But now the program was breaking down, too, and the only thing I cared about was finding my wife and putting things right.
As I sat watching the woman getting closer to the front of the line—she’d finished on the phone now—I recalled how convincing she’d been in Jonny Bo’s, both on the night of my anniversary dinner and the time I’d had the coffee with Hazel (who I suddenly remembered I owed a call, though I couldn’t imagine when that might happen). In Bo’s this nutcase woman had been slick, professional, the consummate waitress.
She could act, in other words. This got front and center in my mind and stayed, enough to make me raise my head and watch her properly, and start asking questions.

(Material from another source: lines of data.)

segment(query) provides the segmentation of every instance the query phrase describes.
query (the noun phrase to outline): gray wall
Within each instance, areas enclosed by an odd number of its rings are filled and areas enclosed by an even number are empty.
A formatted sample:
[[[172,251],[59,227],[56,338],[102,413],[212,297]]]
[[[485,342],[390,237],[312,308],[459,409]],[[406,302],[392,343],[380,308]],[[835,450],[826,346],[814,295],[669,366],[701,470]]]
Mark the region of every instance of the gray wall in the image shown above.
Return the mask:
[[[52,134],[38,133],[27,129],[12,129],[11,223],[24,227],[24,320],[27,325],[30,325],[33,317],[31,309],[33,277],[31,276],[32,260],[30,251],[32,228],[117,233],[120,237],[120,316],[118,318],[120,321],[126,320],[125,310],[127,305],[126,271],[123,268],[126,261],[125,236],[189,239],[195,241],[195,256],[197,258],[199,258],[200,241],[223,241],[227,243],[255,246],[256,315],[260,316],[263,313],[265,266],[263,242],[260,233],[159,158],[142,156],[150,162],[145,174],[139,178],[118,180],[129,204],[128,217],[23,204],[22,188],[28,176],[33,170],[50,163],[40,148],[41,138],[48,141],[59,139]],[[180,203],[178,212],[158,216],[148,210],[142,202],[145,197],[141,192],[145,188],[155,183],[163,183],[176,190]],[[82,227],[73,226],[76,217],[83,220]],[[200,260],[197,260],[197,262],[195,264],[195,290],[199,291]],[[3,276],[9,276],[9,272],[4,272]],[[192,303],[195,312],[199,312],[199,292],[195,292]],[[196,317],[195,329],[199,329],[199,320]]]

What did I actually know? I knew this woman had been involved in getting pictures of Karren onto my computer. Maybe she’d even e-mailed Janice to ask her to get a booking at Bo’s, the restaurant where she’d been working, presumably as a cover. A cover for what, I didn’t yet understand. So . . . I knew
But I didn’t know what had happened to Cass, who’d killed her, or—for the love of god—why. I didn’t know where Steph was—though I hoped it had nothing to do with all of this. I didn’t know why this other woman had happened to turn up—how she’d known I’d be in Cassandra’s apartment. I didn’t know why, after starting to drive one way, she’d turned around. Had there really been someone up the road—or was that another piece of acting, to convince me a pursuit was under way at exactly the point where I was starting to get my breath back and question why I was allowing myself to be dragged out of a building by someone I’d never properly met before?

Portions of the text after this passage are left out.